What Does Outlier Detection Mean?
Outlier detection is the process of detecting and subsequently excluding outliers from a given set of data.
An outlier may be defined as a piece of data or observation that deviates drastically from the given norm or average of the data set. An outlier may be caused simply by chance, but it may also indicate measurement error or that the given data set has a heavy-tailed distribution.
Here is a simple scenario in outlier detection, a measurement process consistently produces readouts between 1 and 10, but in some rare cases we get measurements of greater than 20.
These rare measurements beyond the norm are called outliers since they “lie outside” the normal distribution curve.
Techopedia Explains Outlier Detection
There is really no standardized and rigid mathematical method for determining an outlier because it really varies depending on the set or data population, so its determination and detection ultimately becomes subjective. Through continuous sampling in a given data field, characteristics of an outlier may be established to make detection easier.

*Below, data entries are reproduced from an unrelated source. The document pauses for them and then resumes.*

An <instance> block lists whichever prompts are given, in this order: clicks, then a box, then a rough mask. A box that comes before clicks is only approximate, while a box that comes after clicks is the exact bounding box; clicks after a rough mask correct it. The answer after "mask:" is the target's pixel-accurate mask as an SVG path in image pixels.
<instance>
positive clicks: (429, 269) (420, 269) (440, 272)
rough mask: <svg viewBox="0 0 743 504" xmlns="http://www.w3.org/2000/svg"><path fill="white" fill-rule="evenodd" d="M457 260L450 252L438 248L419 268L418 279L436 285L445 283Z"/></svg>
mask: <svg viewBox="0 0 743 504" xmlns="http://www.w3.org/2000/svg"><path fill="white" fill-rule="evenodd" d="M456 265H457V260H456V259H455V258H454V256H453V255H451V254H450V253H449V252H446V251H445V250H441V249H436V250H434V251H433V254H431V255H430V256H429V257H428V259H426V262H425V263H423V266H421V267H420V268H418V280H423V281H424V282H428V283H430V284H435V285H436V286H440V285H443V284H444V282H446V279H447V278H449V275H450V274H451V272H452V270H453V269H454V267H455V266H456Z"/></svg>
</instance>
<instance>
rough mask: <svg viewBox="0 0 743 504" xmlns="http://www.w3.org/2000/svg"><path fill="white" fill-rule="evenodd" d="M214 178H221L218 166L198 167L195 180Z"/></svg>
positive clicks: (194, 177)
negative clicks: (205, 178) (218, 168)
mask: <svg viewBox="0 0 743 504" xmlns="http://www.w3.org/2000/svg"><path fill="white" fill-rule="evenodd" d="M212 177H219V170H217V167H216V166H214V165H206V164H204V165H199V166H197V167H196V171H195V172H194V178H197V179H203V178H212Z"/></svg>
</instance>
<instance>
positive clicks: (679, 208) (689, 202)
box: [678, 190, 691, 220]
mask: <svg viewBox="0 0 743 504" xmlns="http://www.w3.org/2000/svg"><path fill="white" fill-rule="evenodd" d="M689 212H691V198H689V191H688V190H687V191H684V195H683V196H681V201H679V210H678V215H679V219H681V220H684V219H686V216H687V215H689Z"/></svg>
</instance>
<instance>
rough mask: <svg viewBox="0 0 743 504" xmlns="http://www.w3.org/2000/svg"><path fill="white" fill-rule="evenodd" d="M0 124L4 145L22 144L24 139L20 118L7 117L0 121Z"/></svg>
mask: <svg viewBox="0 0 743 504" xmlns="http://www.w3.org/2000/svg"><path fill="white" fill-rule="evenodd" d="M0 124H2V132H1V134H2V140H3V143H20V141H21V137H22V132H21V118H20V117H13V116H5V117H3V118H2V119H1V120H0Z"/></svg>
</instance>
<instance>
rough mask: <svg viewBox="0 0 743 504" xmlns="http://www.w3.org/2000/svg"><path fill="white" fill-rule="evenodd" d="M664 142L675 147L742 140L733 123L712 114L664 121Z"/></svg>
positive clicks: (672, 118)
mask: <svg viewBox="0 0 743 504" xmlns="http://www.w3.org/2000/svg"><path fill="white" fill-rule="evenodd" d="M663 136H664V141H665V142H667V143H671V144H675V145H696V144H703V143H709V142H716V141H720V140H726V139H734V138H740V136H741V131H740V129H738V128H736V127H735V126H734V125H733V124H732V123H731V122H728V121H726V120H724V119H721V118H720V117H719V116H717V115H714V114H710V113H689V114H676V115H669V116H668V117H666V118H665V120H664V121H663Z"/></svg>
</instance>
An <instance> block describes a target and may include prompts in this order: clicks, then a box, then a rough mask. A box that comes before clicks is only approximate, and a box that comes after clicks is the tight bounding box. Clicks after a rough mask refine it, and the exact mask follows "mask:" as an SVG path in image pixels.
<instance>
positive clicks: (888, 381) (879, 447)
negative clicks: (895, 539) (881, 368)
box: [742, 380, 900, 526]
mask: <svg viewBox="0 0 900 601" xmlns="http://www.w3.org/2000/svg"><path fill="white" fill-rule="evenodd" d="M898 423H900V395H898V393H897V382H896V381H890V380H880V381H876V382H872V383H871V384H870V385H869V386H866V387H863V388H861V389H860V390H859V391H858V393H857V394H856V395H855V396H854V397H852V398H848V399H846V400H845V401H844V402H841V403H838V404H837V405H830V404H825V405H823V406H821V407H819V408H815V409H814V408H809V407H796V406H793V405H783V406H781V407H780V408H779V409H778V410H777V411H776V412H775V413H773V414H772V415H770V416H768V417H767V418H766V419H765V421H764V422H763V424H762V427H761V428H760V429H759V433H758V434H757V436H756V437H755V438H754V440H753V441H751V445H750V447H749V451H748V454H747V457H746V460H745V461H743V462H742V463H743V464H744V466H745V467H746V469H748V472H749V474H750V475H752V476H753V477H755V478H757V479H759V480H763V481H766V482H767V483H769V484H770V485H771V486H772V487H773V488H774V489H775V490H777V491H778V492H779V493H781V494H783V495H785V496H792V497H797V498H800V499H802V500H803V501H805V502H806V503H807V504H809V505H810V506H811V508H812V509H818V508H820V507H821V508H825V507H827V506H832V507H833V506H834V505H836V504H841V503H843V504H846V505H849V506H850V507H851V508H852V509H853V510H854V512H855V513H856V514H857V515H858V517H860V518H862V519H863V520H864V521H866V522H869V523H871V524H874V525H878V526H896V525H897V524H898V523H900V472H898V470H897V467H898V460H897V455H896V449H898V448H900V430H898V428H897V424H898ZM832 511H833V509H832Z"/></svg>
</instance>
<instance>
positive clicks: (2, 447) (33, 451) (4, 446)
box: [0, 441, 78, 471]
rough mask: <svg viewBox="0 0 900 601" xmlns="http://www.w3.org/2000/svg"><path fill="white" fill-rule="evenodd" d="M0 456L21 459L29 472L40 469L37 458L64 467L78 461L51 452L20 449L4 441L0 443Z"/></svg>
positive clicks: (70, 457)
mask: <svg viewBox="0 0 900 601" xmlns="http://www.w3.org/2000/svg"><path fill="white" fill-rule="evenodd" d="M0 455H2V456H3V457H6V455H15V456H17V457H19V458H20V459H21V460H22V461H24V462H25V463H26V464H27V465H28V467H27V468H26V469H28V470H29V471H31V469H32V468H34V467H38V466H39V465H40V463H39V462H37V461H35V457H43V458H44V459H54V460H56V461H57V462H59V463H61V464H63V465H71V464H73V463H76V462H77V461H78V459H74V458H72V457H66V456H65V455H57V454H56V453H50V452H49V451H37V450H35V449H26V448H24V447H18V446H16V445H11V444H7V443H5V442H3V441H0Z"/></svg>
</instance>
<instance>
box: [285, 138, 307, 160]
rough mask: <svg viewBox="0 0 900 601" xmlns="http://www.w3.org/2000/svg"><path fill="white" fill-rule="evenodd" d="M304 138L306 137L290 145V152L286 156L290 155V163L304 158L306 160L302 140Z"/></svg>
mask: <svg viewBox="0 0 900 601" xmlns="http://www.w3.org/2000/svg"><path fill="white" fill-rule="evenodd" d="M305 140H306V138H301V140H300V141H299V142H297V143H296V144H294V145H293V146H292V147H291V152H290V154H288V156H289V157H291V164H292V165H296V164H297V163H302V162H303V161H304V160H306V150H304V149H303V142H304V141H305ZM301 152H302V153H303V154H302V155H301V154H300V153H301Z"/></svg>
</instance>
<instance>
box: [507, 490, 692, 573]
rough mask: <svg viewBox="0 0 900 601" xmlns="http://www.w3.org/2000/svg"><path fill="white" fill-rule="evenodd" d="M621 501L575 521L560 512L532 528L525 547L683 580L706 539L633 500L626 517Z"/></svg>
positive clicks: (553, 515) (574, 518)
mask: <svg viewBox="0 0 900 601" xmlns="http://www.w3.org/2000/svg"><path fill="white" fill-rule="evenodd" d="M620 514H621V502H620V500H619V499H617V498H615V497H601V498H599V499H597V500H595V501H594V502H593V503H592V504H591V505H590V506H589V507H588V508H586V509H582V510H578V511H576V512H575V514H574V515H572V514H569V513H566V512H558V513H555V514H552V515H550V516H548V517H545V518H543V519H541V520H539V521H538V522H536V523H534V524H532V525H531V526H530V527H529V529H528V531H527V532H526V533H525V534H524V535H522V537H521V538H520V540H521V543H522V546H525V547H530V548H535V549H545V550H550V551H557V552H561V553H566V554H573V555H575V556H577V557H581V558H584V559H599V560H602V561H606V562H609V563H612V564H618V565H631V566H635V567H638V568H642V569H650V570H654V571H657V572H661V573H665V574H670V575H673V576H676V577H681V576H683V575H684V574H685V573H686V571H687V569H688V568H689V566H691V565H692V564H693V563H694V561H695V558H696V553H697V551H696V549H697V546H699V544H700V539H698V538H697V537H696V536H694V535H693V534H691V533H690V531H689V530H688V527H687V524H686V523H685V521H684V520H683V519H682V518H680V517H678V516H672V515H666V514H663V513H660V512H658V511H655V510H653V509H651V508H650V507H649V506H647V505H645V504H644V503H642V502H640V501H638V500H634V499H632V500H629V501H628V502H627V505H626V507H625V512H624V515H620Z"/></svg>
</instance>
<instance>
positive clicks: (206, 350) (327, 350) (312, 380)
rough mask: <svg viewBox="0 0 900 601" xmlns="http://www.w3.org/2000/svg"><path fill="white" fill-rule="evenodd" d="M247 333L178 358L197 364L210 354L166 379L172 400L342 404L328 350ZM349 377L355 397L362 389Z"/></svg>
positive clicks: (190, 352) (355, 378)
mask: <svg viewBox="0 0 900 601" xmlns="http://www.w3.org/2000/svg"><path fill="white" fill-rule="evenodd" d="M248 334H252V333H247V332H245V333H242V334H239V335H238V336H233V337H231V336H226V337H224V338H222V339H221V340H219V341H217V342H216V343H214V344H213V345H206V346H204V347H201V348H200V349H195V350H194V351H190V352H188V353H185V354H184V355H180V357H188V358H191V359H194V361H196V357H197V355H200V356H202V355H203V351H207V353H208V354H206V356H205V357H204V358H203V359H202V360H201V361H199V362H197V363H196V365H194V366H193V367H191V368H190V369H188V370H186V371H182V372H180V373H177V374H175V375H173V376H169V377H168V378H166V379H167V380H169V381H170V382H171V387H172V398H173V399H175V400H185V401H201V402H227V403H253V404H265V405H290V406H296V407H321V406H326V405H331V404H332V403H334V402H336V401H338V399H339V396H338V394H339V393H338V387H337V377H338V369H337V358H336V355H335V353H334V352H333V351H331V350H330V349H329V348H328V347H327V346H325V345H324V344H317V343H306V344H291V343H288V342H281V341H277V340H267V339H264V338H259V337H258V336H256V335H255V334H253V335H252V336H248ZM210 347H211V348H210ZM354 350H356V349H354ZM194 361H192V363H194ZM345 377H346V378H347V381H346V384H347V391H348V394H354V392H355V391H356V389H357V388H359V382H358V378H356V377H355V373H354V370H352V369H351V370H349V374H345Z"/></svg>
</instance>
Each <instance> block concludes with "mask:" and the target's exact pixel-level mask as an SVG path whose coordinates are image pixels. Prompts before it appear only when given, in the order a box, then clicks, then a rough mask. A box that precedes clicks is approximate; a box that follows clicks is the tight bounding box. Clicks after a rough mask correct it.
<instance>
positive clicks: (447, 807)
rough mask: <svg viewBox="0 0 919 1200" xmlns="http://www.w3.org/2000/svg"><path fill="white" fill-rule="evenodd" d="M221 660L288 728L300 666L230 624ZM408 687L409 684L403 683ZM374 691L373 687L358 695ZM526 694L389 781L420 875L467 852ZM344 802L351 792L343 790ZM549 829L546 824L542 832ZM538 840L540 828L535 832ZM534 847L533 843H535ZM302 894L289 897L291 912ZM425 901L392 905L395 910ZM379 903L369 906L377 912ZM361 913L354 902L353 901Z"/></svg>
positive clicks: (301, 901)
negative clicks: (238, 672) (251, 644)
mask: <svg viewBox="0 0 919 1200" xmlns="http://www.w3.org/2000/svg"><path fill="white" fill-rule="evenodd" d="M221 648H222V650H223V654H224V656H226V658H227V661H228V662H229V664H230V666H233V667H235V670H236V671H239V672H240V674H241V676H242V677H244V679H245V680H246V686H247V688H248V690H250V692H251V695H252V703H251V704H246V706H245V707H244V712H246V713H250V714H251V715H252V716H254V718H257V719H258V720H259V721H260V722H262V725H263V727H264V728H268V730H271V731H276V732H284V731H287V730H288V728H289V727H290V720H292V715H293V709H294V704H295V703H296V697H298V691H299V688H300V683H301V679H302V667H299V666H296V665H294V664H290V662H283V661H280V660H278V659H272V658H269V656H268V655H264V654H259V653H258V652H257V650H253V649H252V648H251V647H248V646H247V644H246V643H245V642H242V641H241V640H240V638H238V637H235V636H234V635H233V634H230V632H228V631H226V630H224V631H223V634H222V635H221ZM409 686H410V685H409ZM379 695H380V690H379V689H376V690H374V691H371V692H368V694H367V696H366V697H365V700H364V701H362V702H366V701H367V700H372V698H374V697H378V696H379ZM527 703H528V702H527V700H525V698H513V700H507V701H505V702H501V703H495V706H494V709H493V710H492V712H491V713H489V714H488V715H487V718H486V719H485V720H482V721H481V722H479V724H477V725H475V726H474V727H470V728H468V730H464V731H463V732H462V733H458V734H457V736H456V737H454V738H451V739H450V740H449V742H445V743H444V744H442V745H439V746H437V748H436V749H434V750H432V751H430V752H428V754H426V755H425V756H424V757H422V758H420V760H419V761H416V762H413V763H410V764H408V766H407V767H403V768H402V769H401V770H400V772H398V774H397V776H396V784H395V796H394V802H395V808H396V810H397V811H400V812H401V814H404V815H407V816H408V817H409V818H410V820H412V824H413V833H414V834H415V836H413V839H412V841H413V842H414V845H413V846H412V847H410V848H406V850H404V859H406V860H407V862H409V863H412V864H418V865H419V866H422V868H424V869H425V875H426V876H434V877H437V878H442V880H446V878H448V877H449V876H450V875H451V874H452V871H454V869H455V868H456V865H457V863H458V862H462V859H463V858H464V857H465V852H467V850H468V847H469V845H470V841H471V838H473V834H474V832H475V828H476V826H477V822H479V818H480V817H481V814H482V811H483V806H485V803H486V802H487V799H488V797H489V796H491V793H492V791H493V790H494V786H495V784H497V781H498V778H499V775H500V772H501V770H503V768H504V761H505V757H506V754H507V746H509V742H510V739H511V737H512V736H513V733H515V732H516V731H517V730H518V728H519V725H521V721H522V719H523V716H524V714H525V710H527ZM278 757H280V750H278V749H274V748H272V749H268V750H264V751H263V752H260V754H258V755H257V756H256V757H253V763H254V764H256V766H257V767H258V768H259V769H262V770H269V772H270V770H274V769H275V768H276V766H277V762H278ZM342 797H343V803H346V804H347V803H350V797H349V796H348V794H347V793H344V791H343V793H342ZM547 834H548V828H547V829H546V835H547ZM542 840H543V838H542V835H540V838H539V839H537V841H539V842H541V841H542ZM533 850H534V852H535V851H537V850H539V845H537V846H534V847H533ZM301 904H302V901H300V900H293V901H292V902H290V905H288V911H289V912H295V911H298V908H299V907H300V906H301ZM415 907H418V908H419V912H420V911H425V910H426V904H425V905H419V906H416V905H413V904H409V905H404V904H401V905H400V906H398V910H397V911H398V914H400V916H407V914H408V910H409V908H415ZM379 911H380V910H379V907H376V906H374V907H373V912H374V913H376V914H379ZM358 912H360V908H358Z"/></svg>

There are model-based methods for detecting outliers and they assume that the data are all taken from a normal distribution and will identify observations or points, which are deemed to be unlikely based on mean or standard deviation, as outliers. There are several methods for outlier detection:
- Grubb’s Test for Outliers – This is based upon the assumption that the data are of a normal distribution and removes one outlier at a time with the test being iterated until no more outliers can be found.
- Dixon’s Q Test – Also based upon normality of the data set, this method tests for bad data. It has been noted that this should be used sparingly and never more than once in a data set.
- Chauvenet’s Criterion – This is used to analyze if the outlier is spurious or is still within the boundaries and be considered as part of the set. The mean and standard deviation are taken and the probability that the outlier occurs is calculated. The results will determine if it is should be included or not.
- Pierce’s Criterion – An error limit is set for a series of observations, beyond which all observations will be discarded as they already involve such great error.